The fires of hell that threatened to consume them appear to have died down, the flames subdued, the smoke clearing. At least for the time being.

The gates of hell that promised to imprison them have opened wide, the chains broken, the locks shattered. Certainly for now.

The darkness of hades that threatened to engulf two of the most secure Dominica Labour Party (DLP) candidates, condemning them to possible eternal political damnation, has lifted, the light beginning to shine upon them again.

"Everything has settled down nicely," a member of the DLP hierarchy told The Sun in reference to the cases of the Cottage MP, Reginald Austrie and his Portsmouth colleague, Ian Douglas. Both men's positions as flag bearers for the DLP in the next general election were under threat in recent times. Mervin Paul, the head of the Government Information Service (GIS) and an unabashed and unapologetic mouthpiece for the DLP, had been placing himself in position to wrest the candidacy from Austrie. But the Cottage MP quashed any thoughts of a challenge with his forceful declaration during the budget debate that "I shall not be part of no primary." This, according to one DLP source, forced Paul to retreat.

"Mervin Paul has disappeared into the sunset quietly going back to what he was doing," said the leading DLP official who spoke to The Sun on the usual condition of anonymity because he did not wish to risk the wrath of the prime minister.

Differences between the prime minister, Roosevelt Skerrit, and Douglas, the Portsmouth MP, have been well publicized.

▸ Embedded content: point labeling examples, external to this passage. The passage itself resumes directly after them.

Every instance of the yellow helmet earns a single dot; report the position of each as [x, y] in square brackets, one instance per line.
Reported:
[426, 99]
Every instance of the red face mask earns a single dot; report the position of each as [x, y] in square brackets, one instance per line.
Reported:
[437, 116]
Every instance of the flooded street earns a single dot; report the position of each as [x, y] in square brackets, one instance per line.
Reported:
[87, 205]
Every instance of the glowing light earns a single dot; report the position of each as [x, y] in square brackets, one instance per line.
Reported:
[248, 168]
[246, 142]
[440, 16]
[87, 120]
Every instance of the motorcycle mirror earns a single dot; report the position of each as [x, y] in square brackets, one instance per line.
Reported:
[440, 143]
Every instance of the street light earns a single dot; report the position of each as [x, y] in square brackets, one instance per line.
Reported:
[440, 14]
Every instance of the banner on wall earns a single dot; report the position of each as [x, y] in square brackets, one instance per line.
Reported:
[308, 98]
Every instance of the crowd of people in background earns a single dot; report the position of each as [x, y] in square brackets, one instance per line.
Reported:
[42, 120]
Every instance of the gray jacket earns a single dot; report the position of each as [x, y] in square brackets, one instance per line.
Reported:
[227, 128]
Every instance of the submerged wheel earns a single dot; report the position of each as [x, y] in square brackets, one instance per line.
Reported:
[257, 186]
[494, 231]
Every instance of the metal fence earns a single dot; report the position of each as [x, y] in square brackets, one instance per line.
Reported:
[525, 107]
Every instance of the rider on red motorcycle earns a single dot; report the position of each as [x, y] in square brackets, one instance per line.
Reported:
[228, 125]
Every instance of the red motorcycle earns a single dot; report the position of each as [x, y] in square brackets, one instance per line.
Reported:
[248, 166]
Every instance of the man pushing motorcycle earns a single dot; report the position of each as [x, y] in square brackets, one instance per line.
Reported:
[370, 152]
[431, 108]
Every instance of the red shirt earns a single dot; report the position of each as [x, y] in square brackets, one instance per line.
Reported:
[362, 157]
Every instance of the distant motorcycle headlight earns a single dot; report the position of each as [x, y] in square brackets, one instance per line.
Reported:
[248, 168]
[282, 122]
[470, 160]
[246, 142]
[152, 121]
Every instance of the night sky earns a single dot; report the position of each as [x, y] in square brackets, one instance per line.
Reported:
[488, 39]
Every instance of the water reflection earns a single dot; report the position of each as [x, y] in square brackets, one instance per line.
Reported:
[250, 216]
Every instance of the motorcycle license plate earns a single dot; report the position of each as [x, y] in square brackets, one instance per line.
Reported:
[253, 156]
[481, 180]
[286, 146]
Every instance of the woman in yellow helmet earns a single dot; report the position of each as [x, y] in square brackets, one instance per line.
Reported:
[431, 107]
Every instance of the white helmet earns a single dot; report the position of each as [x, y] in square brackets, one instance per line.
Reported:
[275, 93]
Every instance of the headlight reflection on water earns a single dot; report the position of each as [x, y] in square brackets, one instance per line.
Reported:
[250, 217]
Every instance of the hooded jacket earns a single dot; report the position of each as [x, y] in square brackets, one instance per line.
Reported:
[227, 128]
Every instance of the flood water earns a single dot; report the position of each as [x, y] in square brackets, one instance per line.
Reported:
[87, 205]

The recent dispute over housing lots in Douglas' constituency and the MP's strong criticism of the prime minister, highlighted the bitter schism that exists between the two.

"The Labour Party of today (under Skerrit's leadership) no longer has the best interest of the average Dominican at heart. This Labour Party is only interested in winning elections," a leading party official admitted to The Sun, adding that this was one of the issues that troubled Douglas.

In a 26 August article, The Sun reported on a number of candidates, many of them sitting MPs, who the prime minister wanted replaced, quoting a source who indicated that Skerrit had been driven to the edge of impatience by the cockiness and bewildering and confusing displays of nursery school politics by some who felt invincible.

"He has a problem when the MPs think they cannot be touched," the source was quoted as saying.

Still, the high-ranking DLP official who spoke to The Sun for this story seemed perplexed as to why two people who so easily win their seats – Austrie won the last election with 86 per cent of the votes – were targeted to be thrown into a bottomless pit.

"I have no idea," this person told The Sun. "I myself can't figure it out. Two stalwarts of the party in two constituencies who would be an asset to the campaign, I still can't figure it out. It doesn't make sense creating an upheaval in these two strong constituencies…that you are going to win anyhow and in the meantime you lose two marginal seats."

This is the argument that Austrie, in particular, has made very strongly, the source told The Sun, and this is the position both the Cottage MP and Douglas have held on to. Quite firmly.

"Both made it clear and held (their) ground so they (Skerrit and those who wanted them out) capitulated. There will be no primary in Portsmouth or in Cottage for that matter."

For both MPs, it appears that hell no longer hath any fury and the fires of hell have been extinguished.